Selon plusieurs sources diplomatiques, Bamako s’est opposé mardi 27 juin au projet de résolution de l’ONU qui prévoit le départ d’ici fin 2023 des casques bleus déployés au Mali depuis dix ans pour restaurer l’autorité de l’État et protéger les civils. Le vote de la résolution, initialement prévu le 29 juin, a été reporté au vendredi 30 juin pour permettre aux parties de trouver un compromis.
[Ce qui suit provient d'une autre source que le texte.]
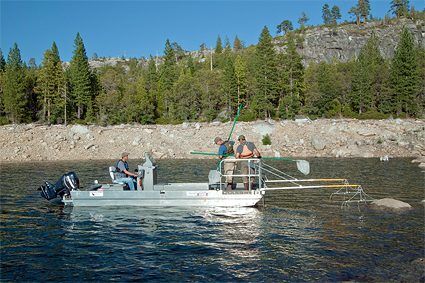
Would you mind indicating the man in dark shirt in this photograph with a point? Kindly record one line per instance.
(122, 174)
(246, 150)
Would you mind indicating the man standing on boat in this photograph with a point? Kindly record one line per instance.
(225, 151)
(122, 174)
(246, 150)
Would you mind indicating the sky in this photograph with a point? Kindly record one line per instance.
(140, 28)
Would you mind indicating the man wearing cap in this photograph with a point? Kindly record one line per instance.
(122, 174)
(224, 152)
(246, 150)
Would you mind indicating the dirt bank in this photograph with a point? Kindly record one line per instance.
(302, 138)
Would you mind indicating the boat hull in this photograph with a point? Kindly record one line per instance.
(173, 196)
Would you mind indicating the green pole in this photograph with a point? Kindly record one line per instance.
(235, 120)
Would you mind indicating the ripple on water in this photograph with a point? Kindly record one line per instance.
(299, 236)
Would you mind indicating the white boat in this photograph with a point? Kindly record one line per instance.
(209, 194)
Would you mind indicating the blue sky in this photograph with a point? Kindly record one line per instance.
(140, 28)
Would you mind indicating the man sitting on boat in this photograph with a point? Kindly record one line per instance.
(225, 151)
(123, 175)
(246, 150)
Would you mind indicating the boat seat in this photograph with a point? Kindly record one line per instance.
(112, 171)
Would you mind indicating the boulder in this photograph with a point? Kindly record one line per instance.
(89, 146)
(391, 204)
(136, 141)
(80, 129)
(318, 143)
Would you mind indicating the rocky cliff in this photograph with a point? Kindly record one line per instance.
(323, 43)
(344, 42)
(321, 138)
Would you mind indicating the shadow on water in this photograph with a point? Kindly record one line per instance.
(298, 236)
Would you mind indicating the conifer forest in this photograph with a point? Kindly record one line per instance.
(177, 86)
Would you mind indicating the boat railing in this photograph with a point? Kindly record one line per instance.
(254, 173)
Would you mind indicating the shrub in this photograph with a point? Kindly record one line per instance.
(4, 121)
(373, 115)
(247, 116)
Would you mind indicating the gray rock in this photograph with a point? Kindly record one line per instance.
(89, 146)
(80, 129)
(136, 141)
(263, 128)
(391, 204)
(366, 133)
(318, 143)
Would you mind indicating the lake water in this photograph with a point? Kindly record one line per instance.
(298, 236)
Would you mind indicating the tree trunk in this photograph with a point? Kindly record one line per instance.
(65, 107)
(44, 108)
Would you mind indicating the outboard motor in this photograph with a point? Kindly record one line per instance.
(63, 186)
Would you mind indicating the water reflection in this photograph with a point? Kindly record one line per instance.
(299, 236)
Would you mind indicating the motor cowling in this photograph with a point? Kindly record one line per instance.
(66, 183)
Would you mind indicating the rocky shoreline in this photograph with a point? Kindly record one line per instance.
(299, 138)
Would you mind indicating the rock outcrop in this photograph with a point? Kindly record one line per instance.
(318, 138)
(343, 42)
(391, 204)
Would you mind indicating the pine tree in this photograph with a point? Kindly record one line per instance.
(366, 78)
(211, 92)
(284, 27)
(230, 86)
(51, 84)
(265, 99)
(405, 78)
(335, 15)
(145, 100)
(218, 46)
(303, 20)
(185, 104)
(14, 91)
(326, 14)
(237, 44)
(400, 8)
(355, 11)
(168, 76)
(241, 79)
(2, 62)
(151, 88)
(80, 79)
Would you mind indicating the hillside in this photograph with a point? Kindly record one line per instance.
(321, 43)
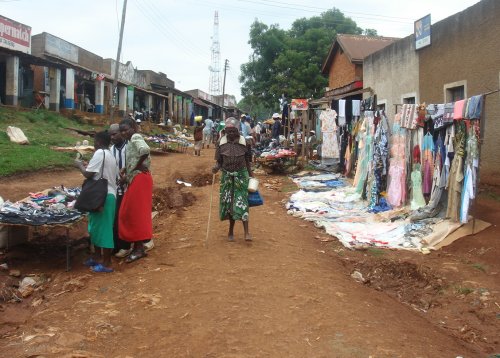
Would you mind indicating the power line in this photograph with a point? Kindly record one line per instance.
(170, 36)
(306, 8)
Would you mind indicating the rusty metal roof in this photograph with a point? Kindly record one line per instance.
(356, 47)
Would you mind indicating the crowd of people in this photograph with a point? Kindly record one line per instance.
(124, 224)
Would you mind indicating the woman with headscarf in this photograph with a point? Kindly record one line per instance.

Le projet de texte consulté par Le Monde prévoyait le départ d’ici à la fin de l’année des quelque 15 000 militaires, policiers et civils déployés dans les douze bases de l’ONU au Mali, principalement dans le nord et le centre, où les conflits djihadistes se sont intensifiés depuis le début de la guerre en 2012. Le texte permettait également à la Minusma de conserver une capacité limitée de protection des civils jusqu’à son retrait, et laissait entendre que la liquidation totale de la mission et le transfert de certaines de ses responsabilités aux agences de l’ONU dans le pays ne pourraient pas être achevés d’ici la fin de l’année.
Il faudra au moins dix-huit mois pour achever le retrait d’une mission aussi importante », prévient une source de l’ONU à New York. Selon cette source, la junte malienne, qui devrait remettre le pouvoir aux civils après les élections de février 2024 et qui a fait de la défense de la souveraineté malienne son mantra, a « essayé de raccourcir la durée du retrait ».
Derrière l’insistance du Mali, la Russie
« Mardi, les Maliens sont sortis pour exiger le retrait de la Minusma dans trois mois. C’est totalement irréaliste », affirme un diplomate occidental basé à Bamako. Ils essaient de compliquer le retrait de la mission, de la forcer à laisser un maximum de matériel sur place et de montrer à la population qu’ils peuvent défier les Nations Unies ».
Mais, comme le souligne une source proche des négociations à New York, la plupart des membres du Conseil de sécurité « ne souhaitent pas laisser de matériel à la junte, vu la façon dont elle a écarté la Minusma. Ils souhaitent encore moins que ce matériel militaire se retrouve entre les mains de Wagner ». Les mercenaires du groupe paramilitaire privé russe, environ 1 600 hommes selon nos sources, sont déployés dans le pays depuis fin 2021.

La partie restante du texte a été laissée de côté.